31 julho 2008

A Burocracia Contra-ataca

Outro dia assisti a uma palestra sobre Escritório de Projetos e descobri que a burocracia está de volta, agora em nova roupagem. Nunca jogue fora uma roupa que saiu de moda pois se você guardá-la tempo suficiente, e ainda continuar cabendo, você vai ter oportunidade usá-la. Infelizmente, na administração não é tão simples, as coisas voltam, mas com nomes diferentes e os incautos acabarão levando gato por lebre.

Não me entendam mal, nada tenho contra a burocracia no sentido weberiano, no qual se busca incentivar o mérito e se foca em procedimentos de forma a aumentar a previsibilidade dos resultados. Sou contra a burocracia como arma política, sou contra a burocracia para se criar dificuldade para se vender facilidades.

Uma boa burocracia é fundamental, vejamos o caso da usina Vladimir Lênin de Chernobyl, onde um oficial do partido decidiu fazer um teste não programado na madrugada de 25 de abril de 1986, sem seguir os procedimentos de segurança, causando o maior acidente nuclear da história e contribuindo para o final do socialismo real. A combinação de autoritarismo com alguns erros de projeto foi explosiva.

Em função exatamente destes tipos de acidentes que surgiu a disciplina de gerenciamento de projetos, que visa garantir que o produto entregue ao final de um empreendimento atenda às especificações do cliente. Além disso, o gerenciamento de projeto permite uma visão horizontal de gestão em organizações com funções verticais especializadas, permitindo uma melhor integração de recursos.

O engraçado desta palestra é que o mote do consultor era como vender o Escritório de Projetos para a organização, escondendo a sua natureza burocrática. Enganado o gestor com o belo neologismo, começaria a busca pelo poder. O escritório assumiria, então, funções operacionais, depois táticas e, finalmente, chegando às funções estratégicas, coroando o processo com um assento na diretoria para o chief project manager (CPO).

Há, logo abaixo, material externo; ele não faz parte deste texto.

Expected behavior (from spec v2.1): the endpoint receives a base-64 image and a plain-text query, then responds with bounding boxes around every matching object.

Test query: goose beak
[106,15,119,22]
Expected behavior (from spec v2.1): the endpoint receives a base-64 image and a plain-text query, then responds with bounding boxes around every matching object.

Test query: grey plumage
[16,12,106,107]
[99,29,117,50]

A este processo ele chamava de maturidade do Escritório de Projetos.

Isto me faz lembrar dos meus debates com meu amigo marxista leninista que defende a Revolução como única forma de tomar dos ricos o seu dinheiro e extinguir o capitalismo que oprime os homens. Infelizmente, para nós, a sede de poder do homem sobreviverá ao fim do capitalismo e ao fim da história. E, tudo que for criado com as melhores intenções será usado para atender a sede de poder do homem.

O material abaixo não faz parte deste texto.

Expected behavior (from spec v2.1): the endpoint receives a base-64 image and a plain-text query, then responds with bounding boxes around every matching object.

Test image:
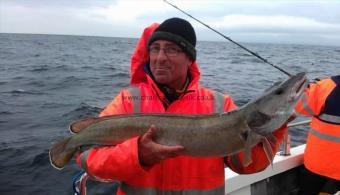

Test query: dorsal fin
[70,117,105,133]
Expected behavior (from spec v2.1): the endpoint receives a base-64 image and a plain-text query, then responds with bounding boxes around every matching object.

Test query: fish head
[247,72,308,135]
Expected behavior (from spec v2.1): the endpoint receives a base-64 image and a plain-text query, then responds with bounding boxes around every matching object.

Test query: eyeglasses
[149,46,183,57]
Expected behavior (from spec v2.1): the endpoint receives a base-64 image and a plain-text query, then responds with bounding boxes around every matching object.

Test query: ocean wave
[4,89,45,96]
[29,65,51,72]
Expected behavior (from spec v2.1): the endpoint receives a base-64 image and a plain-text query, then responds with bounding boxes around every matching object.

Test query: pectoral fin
[242,131,252,167]
[261,134,276,167]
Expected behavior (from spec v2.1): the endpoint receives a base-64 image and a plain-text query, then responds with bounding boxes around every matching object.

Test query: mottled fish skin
[49,73,307,169]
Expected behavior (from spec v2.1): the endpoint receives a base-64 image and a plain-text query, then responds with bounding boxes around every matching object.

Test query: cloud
[209,15,340,34]
[0,0,340,45]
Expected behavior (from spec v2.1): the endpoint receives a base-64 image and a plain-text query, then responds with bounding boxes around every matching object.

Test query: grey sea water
[0,34,340,194]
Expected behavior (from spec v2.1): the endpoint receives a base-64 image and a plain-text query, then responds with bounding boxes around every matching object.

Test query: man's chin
[155,75,170,85]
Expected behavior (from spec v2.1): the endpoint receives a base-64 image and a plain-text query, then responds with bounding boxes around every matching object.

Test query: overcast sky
[0,0,340,46]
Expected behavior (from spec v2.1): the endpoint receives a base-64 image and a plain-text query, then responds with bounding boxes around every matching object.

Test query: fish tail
[49,137,77,170]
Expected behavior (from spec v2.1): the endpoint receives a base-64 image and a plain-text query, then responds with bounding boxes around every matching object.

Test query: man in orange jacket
[296,75,340,195]
[77,18,286,194]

A meu ver, o capitalismo e o mercado são positivos para o homem porque nos dá espaço para viver entre a opressão do capitalismo e a opressão dos políticos que usam o Estado para ampliar o seu poder. O estado não é mau, nem tampouco o mercado, mas sim os homens. Chavez, por exemplo, acha que a solução é criar um tipo de educação que enfraqueça laços familiares e fortaleça as relações de solidariedade entre os cidadãos, mas isto não é nenhuma novidade e esta baboseira já foi pensada por Platão.

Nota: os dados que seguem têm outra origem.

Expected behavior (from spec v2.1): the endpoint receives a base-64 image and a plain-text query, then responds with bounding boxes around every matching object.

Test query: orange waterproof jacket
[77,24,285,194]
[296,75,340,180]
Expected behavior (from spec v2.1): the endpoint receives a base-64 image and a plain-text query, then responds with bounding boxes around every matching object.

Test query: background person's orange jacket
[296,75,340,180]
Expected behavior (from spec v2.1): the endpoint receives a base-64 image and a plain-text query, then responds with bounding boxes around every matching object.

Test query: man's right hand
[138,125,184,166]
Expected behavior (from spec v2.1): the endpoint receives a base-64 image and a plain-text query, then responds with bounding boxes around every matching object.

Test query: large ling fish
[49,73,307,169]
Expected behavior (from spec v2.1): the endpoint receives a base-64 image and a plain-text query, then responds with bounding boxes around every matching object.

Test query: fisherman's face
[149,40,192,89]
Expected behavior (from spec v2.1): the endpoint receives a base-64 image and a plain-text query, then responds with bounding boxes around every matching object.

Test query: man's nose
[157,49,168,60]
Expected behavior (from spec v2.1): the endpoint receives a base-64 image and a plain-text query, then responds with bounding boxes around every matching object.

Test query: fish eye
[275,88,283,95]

Enfim, talvez o melhor seja aprendermos a viver entre duas forças perigosas e opressivas, mas que juntas anulam-se mutuamente e produzem um pouco de liberdade para os pobres mortais. Enfim, fico surpreso que não haja mais marxistas leninistas estudando Escritório de Projetos, afinal isto reflete bem o tipo de poder que eles gostariam de controlar.